The bath water was growing cold and the candles that lit the bathroom flickered in the draft that crept in through the window.
Charlie was quiet for a minute or two, lost in thought. Eventually, she said, ‘OK. I understand. But I would like to hear more about your past. I love hearing you talk, Andrew. And I want you to tell me everything.’
She wriggled forward, our legs pressed tighter together.
‘But not now,’ she said. ‘Shall we go to bed?’
After we’d made love again, I remembered the things I had been meaning to ask her. Charlie had a way of sweeping the conversation along so that I’d forget everything I’d wanted to say. Like, she had never really told me about her b
ackground, her parents, where she went to school. Every day I resolved to get more information out of her – those were the parts of the past I was interested in – but some other topic always popped up.
I picked up the heart-shaped box that she’d left beneath my pillow.
‘Do you like it?’ she asked.
‘It’s lovely. But how did you do it?
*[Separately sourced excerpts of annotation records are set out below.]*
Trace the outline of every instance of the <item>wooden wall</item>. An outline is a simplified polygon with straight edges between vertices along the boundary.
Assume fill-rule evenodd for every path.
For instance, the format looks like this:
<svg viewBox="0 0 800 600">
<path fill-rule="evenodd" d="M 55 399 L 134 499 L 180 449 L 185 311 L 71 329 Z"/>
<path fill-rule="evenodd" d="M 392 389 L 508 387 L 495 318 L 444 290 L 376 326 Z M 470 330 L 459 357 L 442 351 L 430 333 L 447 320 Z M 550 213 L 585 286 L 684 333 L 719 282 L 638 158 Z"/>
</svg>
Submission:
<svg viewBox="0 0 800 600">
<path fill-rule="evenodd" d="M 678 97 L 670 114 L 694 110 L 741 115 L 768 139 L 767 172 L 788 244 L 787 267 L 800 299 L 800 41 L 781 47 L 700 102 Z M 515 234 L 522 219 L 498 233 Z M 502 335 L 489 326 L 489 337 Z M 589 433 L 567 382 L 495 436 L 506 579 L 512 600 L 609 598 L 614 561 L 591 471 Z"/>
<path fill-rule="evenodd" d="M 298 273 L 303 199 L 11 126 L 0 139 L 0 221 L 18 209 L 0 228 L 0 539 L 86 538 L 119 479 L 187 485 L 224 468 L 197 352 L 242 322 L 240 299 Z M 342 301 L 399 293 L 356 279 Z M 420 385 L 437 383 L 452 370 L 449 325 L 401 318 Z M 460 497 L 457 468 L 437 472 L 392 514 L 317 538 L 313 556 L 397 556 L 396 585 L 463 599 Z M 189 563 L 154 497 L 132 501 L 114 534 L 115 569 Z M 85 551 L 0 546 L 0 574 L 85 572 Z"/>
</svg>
With the photo?’
She tapped her nose. ‘Ah.’
‘Come on, Charlie . . .’
‘OK. I’ve got a tiny portable printer. It’s in my bag now. I can plug my phone into it and print little photos. It’s really cool. I did it in the bathroom while you were waiting for me, then slipped the box under your pillow.’
So that explained that.
I wanted to mention the toiletries in the bathroom cabinet, but she yawned and said, ‘I really ought to sleep. I have to get up early for work.’ She groaned.
‘Do you dislike your job?’
She lay facing the ceiling, her eyes shut, bare shoulders just visible.
‘I hate it,’ she said. ‘It’s boring and stressful. Every minute I spend there is a minute of my life wasted. All I want is to be able to concentrate on my art.’
‘One day.’ I kissed her.
‘You’re sweet.’ She opened an eye. ‘Sorry, guys hate being called sweet, don’t they? I meant to say you’re butch and manly.’
‘I don’t mind being sweet.’
She closed the eye. ‘Then you’re even sweeter.’ She yawned again. ‘I really, really must sleep.’
‘OK.’
She rolled away from me. ‘Goodnight, Andrew.’
‘Night.’
‘I love you.’
I froze. Was I hearing things? We hadn’t mentioned love at all up to that point. We’d only been together just over a week.
‘Charlie?’ I said.
But she was asleep.
I awoke at some point in the night from a dream in which I’d been drowning, small hands dragging me beneath the surface of an ice-encrusted lake, the green, rotting face of a young boy leering at me, flesh hanging in flaps from a grinning skull, an eyeball popping loose and bobbing towards me in the dark water.